# Game 36: Washington Wizards (19-16) @ Boston Celtics (30-5)



## TONYALLEN42 (Jan 24, 2005)

After 2 days of dwelling, the celtics are looking for revenge. All signs point to a celtic victory. Rajon is back and we're playing in the garden. should be a good game.


----------



## Avalanche (Nov 17, 2005)

Really though, they just beat us in a terrible performance and we have looked average for at least 3 games now.... Rondo back in will help us so much with their presses and double teams, come out with some energy and prove a point... if we dont win this by 10+ i'll be disappointed, even with the respect i have for the wiz


----------



## Basel (Mar 31, 2005)

I'm pissed that I have to listen to Boston's announcers on NBA LP.


----------



## Avalanche (Nov 17, 2005)

...uh, ok.


oh and btw guys we are 4-0 blowing out teams by 23.0 a game after a loss


----------



## Avalanche (Nov 17, 2005)

LOL Perk with the behind the back dribble up the court, play finished with a KG alley oop.

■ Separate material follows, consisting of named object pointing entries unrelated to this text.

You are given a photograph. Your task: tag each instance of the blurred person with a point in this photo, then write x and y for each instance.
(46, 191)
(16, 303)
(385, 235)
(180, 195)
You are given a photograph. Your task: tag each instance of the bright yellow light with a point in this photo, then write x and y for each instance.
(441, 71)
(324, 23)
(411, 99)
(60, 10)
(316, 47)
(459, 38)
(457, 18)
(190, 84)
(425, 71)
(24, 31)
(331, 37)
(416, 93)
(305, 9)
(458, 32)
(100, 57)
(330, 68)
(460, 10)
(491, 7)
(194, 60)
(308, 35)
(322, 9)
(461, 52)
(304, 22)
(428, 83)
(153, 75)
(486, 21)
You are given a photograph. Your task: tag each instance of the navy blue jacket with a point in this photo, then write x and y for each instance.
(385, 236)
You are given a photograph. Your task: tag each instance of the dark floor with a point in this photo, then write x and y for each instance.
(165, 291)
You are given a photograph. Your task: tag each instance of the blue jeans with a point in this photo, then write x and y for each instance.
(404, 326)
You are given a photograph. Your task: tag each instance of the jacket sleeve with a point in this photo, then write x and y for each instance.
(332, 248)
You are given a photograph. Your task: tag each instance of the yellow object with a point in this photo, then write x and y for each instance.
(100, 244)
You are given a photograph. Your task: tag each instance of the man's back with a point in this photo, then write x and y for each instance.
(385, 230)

looking better, but pierce is still making questionable decisions, and Ray doesnt look like an all-star lately


----------



## Avalanche (Nov 17, 2005)

up by 4 after 3 quarters.... ugly game, offense looks horrible


----------



## Marcus13 (Jul 17, 2002)

Wont be a 23 point win-- but hopefully we'll pull it out. Up four going into the final quarter


----------



## Avalanche (Nov 17, 2005)

Laaaaazzzzy


----------



## Marcus13 (Jul 17, 2002)

you gotta love watching us collapse


----------



## Marcus13 (Jul 17, 2002)

who's going to get to be Mr. Big Miss tonight? We'll find out shortly


----------



## Marcus13 (Jul 17, 2002)

WTF was Garnett thinking on that three ball? Thank God they bailed us out and fouled Pierce


----------



## Avalanche (Nov 17, 2005)

No one was going to the rim and KG was open... strange time for him to take that shot though.

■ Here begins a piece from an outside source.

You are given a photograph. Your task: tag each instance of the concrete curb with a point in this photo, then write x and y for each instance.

We have to get a stop... i dont trust the offense or Doc to get another score if we dont


----------



## Marcus13 (Jul 17, 2002)

oh boyy, still an oppurtunity for the big brick...who wants it..who wants it


----------



## Marcus13 (Jul 17, 2002)

Garnett....again. Damn.


----------



## Basel (Mar 31, 2005)

Wow...crazy *** game.


----------



## Marcus13 (Jul 17, 2002)

Soo we should have a shot at a three ball here to atleast tie...we'll see how the free throws go


----------



## Marcus13 (Jul 17, 2002)

Butler is such a beast...Im not even mad at him. Nobody has been shooting well from three point land. With that being said, you have to give it to Ray. He is the three point shooter


----------



## Marcus13 (Jul 17, 2002)

Damn. Ray missed. Back to back losses....both to Washington. Thats a hurter


----------



## Avalanche (Nov 17, 2005)

What the hell was Ray thinking on that? he hasnt been shooting well as it is and he just goes iso and takes a fading, off balance 3 with the defence all over him?
And with House, Posey and Pierce all on the floor no less.

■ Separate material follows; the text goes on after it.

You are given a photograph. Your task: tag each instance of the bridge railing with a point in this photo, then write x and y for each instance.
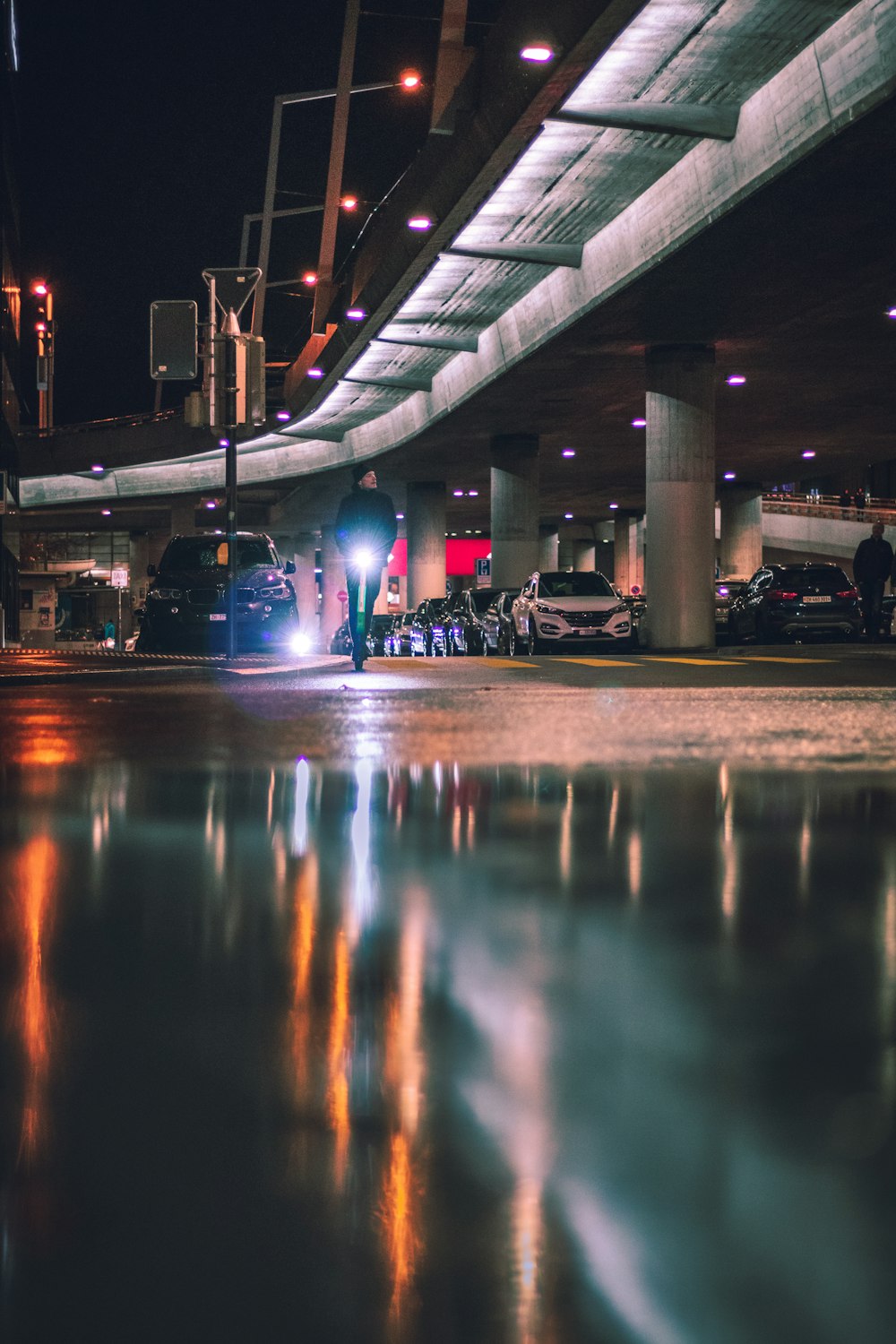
(829, 505)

This team is asleep... the offense is non-existant


----------



## c_dog (Sep 15, 2002)

caron butler is just too good. celtics played without any intensity down the stretch and washington capitalized.


----------



## Avalanche (Nov 17, 2005)

Doc takes the blame for the most part... that run in the 4th could have been stopped with good time outs and subs, but he just refused to do either.

Ray wasnt working, Tony was playing great but he refuses to take his 'stars' off.
Perk should have been in there for Posey too... the wizards wouldnt have been able to drive at will


----------



## Avalanche (Nov 17, 2005)

25-6 run in the 4th... absolutely pathetic


----------



## TONYALLEN42 (Jan 24, 2005)

i am in awe, how the hell did we lose that game.


----------



## Avalanche (Nov 17, 2005)

Doc comes out and says the 8 offensive boards for the wizards really hurt us

well no **** you 'tard you refused to stop playing your small ball line up that washington is built perfectly for.

if we dont succeed this season its coming from the bench...and i dont mean our reserve players either


----------



## Premier (Oct 30, 2003)

Eddie House is playing like a scrub. James Posey isn't involved in the offense. Ray Allen...well...he cannot in a shot.


----------



## Pro (Jan 12, 2008)

Why do the Celtics need 15s to get the ball inside the three point line? That leaves them with one option or a buzzer beating shot on a return pass. The pace of the game was awful. Nobody expects Celts to outrun opponents, but you have to try to get something going on fast break. With Rondo/Tony, Ray, Pierce and Garnett you certainly can take advantage of moving quickly to opponents half. Rivers has to do better job. Wizards' zone defense and pressure bothered them in same way like the last time. And 6-24 to finish a game without trying to do a thing is disgusting. He got frozen and that is a bad sign. It will be interesting to see whether they'll quickly bounce back or the problems with zone and pressure will linger. Other teams would quickly pick the recipe if Rivers doesn't prepare his backcourt soon.


----------



## Pain5155 (May 28, 2006)

looks like teams have figured out how to play boston.


----------



## Avalanche (Nov 17, 2005)

Boston has just forgotten how to play like Boston


----------